Regardless the spin they put on it no one is going to “fund journalism projects” that do not “report” what they want.
The newspaper said one of its top editors, Janet Elder, will be setting up an operation to seek nonprofit funding that can help support ambitious newsroom projects.
“Over the past year a host of philanthropies and universities have come forward asking to help support our journalism,” the paper said in a Friday note signed by Editor In Chief Dean Baquet and Managing Editor Joseph Kahn. “There are opportunities to extend the reach and impact of our journalism with additional support.”
The Times, like all legacy news outlets, is battling steep declines in print advertising. And though it has enjoyed a surge in digital subscriptions and solid digital ad growth recently, the company said nonprofit funding can provide greater flexibility.
“We think there are journalism projects we are eager to pursue that could be more ambitious and have greater impact with outside support,” the note from Messrs. Baquet and Kahn said.

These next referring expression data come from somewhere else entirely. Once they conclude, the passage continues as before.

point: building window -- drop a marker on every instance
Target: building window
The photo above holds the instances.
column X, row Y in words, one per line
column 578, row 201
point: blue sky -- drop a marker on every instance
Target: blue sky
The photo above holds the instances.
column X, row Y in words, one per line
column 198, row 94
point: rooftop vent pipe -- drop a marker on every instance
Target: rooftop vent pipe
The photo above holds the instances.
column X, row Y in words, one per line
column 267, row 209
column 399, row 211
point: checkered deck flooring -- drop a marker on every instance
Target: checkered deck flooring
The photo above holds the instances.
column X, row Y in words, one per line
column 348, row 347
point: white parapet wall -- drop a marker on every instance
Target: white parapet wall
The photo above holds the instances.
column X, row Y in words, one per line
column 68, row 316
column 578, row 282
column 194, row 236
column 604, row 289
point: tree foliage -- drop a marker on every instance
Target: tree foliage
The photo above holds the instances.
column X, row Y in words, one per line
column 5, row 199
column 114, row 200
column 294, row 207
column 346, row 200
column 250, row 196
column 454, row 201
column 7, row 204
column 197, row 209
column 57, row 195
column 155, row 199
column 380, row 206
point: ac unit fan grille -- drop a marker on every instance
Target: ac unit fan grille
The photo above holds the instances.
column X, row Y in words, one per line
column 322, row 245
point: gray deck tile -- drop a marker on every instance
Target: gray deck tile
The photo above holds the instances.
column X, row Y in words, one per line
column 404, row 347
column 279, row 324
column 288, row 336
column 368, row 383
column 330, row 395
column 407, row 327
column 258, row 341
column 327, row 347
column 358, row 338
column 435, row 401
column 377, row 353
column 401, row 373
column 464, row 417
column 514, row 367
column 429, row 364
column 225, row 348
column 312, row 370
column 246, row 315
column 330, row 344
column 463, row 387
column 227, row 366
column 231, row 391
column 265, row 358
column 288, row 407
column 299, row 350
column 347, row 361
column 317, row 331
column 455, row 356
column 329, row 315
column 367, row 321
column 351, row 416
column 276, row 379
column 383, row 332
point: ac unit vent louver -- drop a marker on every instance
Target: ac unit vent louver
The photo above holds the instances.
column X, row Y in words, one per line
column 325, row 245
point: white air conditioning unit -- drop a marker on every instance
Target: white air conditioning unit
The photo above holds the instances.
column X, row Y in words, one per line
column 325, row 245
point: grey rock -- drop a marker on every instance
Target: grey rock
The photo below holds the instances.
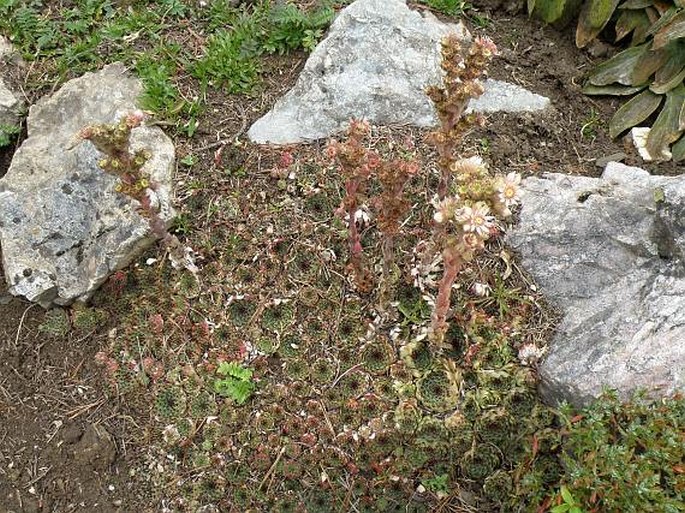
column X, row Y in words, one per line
column 95, row 448
column 11, row 107
column 63, row 227
column 608, row 252
column 376, row 62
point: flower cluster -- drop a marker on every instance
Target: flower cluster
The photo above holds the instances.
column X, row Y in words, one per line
column 469, row 217
column 461, row 83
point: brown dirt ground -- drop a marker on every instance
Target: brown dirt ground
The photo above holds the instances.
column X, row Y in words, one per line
column 65, row 441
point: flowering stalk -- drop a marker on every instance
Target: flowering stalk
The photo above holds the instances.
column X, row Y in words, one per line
column 356, row 164
column 468, row 217
column 392, row 205
column 460, row 85
column 113, row 140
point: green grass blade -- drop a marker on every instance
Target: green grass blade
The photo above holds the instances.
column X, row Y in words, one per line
column 634, row 112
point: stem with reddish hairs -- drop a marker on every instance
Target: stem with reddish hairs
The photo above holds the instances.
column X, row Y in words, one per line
column 453, row 263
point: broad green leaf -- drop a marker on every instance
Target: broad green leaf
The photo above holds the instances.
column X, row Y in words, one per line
column 647, row 64
column 653, row 16
column 664, row 84
column 611, row 90
column 663, row 19
column 619, row 68
column 629, row 21
column 678, row 150
column 593, row 18
column 666, row 128
column 672, row 31
column 566, row 495
column 550, row 11
column 633, row 112
column 636, row 4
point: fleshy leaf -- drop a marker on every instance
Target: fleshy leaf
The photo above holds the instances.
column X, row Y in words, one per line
column 666, row 128
column 593, row 18
column 647, row 64
column 663, row 19
column 619, row 68
column 633, row 112
column 672, row 31
column 678, row 150
column 611, row 90
column 665, row 83
column 629, row 21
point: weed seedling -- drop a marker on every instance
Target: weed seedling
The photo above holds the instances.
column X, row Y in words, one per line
column 235, row 382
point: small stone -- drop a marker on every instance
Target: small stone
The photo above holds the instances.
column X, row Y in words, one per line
column 95, row 448
column 639, row 135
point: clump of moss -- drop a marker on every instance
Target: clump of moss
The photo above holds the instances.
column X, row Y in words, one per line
column 277, row 316
column 438, row 390
column 240, row 311
column 87, row 319
column 617, row 456
column 377, row 356
column 171, row 402
column 55, row 323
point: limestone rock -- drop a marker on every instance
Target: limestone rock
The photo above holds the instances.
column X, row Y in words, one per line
column 609, row 253
column 63, row 227
column 376, row 62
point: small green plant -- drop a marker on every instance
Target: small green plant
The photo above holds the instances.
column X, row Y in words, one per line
column 235, row 382
column 113, row 140
column 569, row 504
column 8, row 134
column 615, row 456
column 592, row 122
column 232, row 56
column 55, row 323
column 437, row 484
column 451, row 7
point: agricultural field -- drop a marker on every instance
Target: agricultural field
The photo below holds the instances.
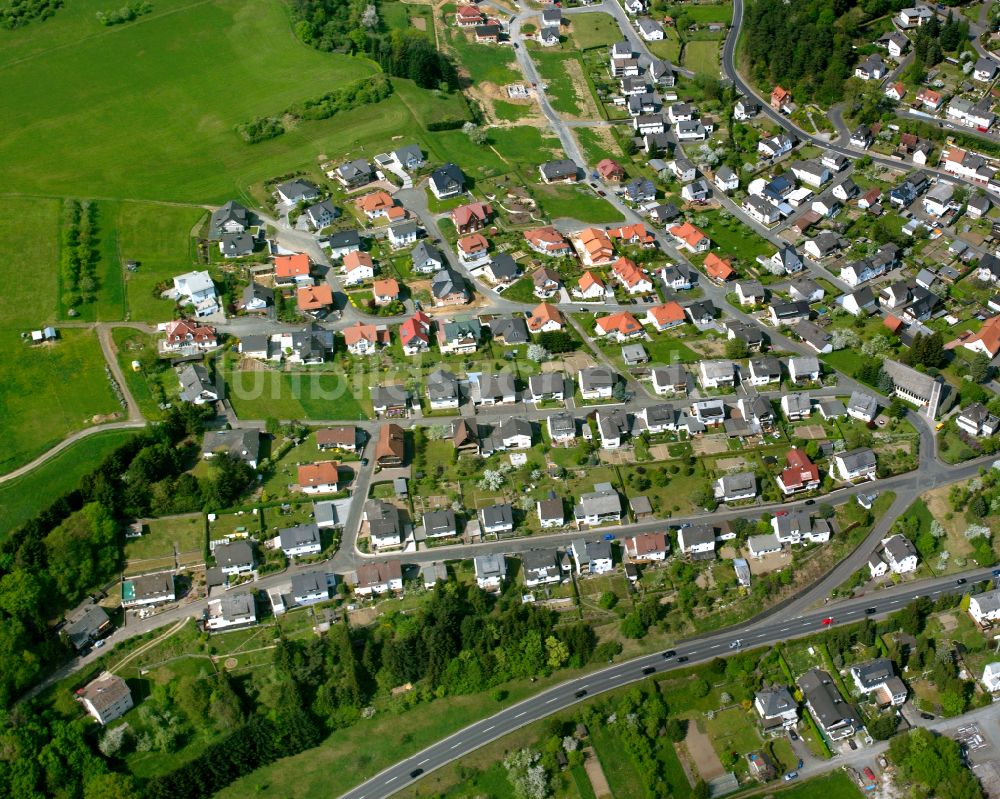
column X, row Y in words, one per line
column 80, row 123
column 594, row 30
column 575, row 202
column 159, row 238
column 49, row 391
column 702, row 56
column 23, row 497
column 30, row 232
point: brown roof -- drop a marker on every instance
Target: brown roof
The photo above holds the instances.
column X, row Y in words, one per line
column 345, row 435
column 391, row 443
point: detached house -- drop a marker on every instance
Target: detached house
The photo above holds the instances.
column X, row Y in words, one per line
column 896, row 554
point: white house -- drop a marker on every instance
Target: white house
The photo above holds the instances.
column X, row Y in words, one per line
column 856, row 464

Publications like The Times have often done stand-alone projects with nonprofits or philanthropic organizations, but the new arrangement with Ms. Elder formalizes the process and signals a bigger commitment to nonprofit partnerships.
Other newspapers are pursuing similar models. Earlier this week, the U.K.’s Guardian launched a nonprofit arm to focus on raising money from philanthropies, corporate foundations, and private citizens.
“We all have to be thinking about how to diversify revenue and find support beyond advertising,” said Rachel White, president of the newspaper’s nonprofit venture, theguardian.org.
The Times said Ms. Elder’s first job will be to explore which types of funding to bring in and which initiatives it should pay for. She will also look at the legal or ethical questions associated with taking donations.
The note described Ms. Elder as a newsroom veteran who has “guided us through ethical quandaries, arranged for the rescue of journalists in danger around the world,” and “been a big force in our political coverage for years.”